He Says, She Says

Confused guy asks about his first date

May 11, 2011, 1:08pm

MANILA, Philippines — Dear Chico and Delamar... I'm a 16-year-old guy who just recently went on his first date. I went to a nice restaurant with the girl I'm going out with, and then we watched a movie afterwards. As far I know, we had a good time, because she agreed to go out on another date with me when I asked her out again.

However, I started having doubts when I started talking to my other guy friends. The thing is, near the end of our dinner at the restaurant, I had to go to the restroom for a bit, and by the time I got back, my date had already paid for the meal. I offered to pay her back, but she would only accept half of the bill. I did pay for the movie that we watched.

My friends say that I should have paid for the whole cost of the meal rather than just half of it. According to them, the fact that she would only let me pay for half is a signal that she only sees me as a friend and nothing more. Did I really break dating etiquette rules by not footing the entire bill for our date? Are Mmy friends correct in saying that she only sees me as a friend? Is she just being polite by agreeing to another date with me? - CJ

Chico says...

Of course the general rule is, if you were the one who asked a girl out on a date, then you are expected to pay for everything.

But don't worry, I don't think you did anything wrong because you would have paid for dinner had your date not paid for it sneakily while you were in the toilet. Plus you offered (I hope you insisted) to reimburse her, it's not like you could force her to take your money.

Actually it was a weird move from your date to have paid for dinner with such stealth. I must agree with your friends that on the surface, a girl would insist on paying for her share, so as not to beholden her to you in any way, especially to a follow-up date. But if she agreed to another date, then the only way to test the theory is to call her on it and ask her out again!

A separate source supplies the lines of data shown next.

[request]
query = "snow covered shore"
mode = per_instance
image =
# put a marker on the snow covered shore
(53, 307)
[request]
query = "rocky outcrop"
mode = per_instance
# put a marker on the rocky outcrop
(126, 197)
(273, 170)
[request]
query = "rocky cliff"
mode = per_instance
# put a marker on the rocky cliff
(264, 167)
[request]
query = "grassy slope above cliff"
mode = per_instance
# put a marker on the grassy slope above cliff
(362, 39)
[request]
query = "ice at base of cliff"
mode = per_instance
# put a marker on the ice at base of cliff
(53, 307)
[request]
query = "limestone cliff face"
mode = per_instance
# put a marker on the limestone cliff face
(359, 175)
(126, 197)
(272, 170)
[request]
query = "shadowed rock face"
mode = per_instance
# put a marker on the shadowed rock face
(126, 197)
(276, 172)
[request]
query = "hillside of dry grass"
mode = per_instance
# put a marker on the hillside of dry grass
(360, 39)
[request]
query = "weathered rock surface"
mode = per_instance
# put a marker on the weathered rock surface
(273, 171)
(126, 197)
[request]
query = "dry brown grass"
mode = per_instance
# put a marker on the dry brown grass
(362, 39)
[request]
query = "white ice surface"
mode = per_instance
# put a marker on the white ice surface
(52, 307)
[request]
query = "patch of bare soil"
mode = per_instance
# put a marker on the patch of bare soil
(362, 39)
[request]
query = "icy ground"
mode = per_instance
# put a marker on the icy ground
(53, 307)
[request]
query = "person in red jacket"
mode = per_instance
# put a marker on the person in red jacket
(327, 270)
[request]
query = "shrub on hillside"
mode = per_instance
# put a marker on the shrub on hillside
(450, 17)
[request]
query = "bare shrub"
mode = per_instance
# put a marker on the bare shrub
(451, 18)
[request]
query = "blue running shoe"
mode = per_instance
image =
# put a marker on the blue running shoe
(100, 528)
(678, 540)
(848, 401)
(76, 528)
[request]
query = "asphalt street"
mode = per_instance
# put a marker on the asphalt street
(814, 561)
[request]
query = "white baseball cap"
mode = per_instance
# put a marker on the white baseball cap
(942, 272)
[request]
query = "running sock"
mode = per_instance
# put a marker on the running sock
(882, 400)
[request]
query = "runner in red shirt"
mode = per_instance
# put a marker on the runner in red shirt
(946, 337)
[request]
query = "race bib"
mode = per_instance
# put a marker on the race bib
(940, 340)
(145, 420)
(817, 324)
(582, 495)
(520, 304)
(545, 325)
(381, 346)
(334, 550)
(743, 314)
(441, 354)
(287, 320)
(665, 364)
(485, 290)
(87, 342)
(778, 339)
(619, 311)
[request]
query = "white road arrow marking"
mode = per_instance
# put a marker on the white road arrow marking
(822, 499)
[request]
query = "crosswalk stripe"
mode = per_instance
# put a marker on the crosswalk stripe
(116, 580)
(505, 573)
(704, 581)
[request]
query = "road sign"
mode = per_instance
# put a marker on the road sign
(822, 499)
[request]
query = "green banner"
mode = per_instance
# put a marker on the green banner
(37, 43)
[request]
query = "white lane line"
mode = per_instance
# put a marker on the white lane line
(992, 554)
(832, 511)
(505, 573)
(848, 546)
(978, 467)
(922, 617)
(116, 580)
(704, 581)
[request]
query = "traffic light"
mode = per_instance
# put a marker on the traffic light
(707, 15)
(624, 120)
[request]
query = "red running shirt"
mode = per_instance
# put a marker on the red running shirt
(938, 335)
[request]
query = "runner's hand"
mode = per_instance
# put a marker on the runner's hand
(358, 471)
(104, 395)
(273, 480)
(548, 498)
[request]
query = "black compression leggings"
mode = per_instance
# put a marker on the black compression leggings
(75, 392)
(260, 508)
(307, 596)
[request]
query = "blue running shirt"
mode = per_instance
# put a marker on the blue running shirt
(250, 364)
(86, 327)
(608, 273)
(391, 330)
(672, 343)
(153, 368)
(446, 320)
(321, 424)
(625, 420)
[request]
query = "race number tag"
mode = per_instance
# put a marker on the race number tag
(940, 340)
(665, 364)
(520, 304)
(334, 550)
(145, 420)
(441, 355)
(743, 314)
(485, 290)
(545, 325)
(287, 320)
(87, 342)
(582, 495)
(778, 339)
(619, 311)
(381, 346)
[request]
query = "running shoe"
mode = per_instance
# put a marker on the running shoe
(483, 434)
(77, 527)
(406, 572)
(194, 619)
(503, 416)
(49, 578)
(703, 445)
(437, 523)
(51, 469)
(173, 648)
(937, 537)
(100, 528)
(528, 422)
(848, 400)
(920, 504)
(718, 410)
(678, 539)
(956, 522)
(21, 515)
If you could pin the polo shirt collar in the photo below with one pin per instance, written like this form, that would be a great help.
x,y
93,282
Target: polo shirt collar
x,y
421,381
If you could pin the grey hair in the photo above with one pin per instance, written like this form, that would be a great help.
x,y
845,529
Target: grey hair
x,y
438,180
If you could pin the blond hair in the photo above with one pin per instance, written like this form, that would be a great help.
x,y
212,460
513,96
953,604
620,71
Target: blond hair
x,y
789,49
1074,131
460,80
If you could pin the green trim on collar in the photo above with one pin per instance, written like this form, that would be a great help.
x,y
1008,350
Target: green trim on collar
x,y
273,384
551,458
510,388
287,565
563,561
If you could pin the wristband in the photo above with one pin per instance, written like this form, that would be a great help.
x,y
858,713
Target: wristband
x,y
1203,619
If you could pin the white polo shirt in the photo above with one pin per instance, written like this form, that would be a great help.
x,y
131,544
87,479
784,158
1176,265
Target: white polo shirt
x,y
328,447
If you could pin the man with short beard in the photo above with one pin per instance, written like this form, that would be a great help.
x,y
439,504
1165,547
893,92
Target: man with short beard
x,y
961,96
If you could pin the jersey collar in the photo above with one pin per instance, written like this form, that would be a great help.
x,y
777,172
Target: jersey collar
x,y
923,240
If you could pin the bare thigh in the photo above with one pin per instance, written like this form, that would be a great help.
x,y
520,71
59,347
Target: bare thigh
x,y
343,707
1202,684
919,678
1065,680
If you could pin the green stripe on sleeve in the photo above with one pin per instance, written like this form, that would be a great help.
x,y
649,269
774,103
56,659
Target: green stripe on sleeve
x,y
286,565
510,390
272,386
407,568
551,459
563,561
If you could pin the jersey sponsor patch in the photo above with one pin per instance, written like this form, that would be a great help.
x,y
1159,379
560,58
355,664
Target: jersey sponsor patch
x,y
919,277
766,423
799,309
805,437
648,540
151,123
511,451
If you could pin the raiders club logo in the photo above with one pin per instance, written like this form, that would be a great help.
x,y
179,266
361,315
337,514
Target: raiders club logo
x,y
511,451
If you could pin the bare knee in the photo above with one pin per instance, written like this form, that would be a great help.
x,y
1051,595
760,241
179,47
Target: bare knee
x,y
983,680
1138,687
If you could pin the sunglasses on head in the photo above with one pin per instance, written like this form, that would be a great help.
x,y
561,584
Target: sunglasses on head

Is it possible that she's only being polite by agreeing? Yes. But I think it's worth the risk. It would suck if you backed out now on the sole basis of a hunch, only to find out that you misjudged her and that she actually likes you.
Better wait until she finds her courage to tell you she's not into you, than to prematurely end something that might not need ending in the first place. It takes courage to play the game of love. Only the brave bring home the spoils.
Don't be so easily discouraged, go for who you want, go all out and get the girl. Even if you crash and burn every now and then, all out is always the way to go. When it comes to love, half-baked never cuts it.

Delamar says...

Don’t listen to your friends. I’m sure they mean well but YOU are in the best position to know if your date liked you or not.

So far as you know, you both had a great time. And she DID say yes to another date. So, I don’t think there is anything to worry about. Don’t let an overkill post-analysis of your date spoil things for you. She says she wants to go out with you again. That is a good sign.

Yes, her paying for her dinner was a little off. But she let you pay for the movie. To me, that can still go both ways. You still have a fighting chance she is interested in you romantically not platonically.

But you need to be clear with her that your intentions are, first and foremost, romantic. Do that when you make plans for the next date. Say something like, “Hey, this date is on me, ok?” Leave nothing to chance that she knows your true romantic intentions. Bring flowers, if that’s your style. Or bring a gift that a friend won’t give but a suitor certainly would. In other words, act like a date.

The good news here is that you have all the time to find out more about her and to show her who you are and what exactly your plans are — namely to make her your girlfriend… eventually. Take it slow but make sure she also sees you as a potential boyfriend not just a friend.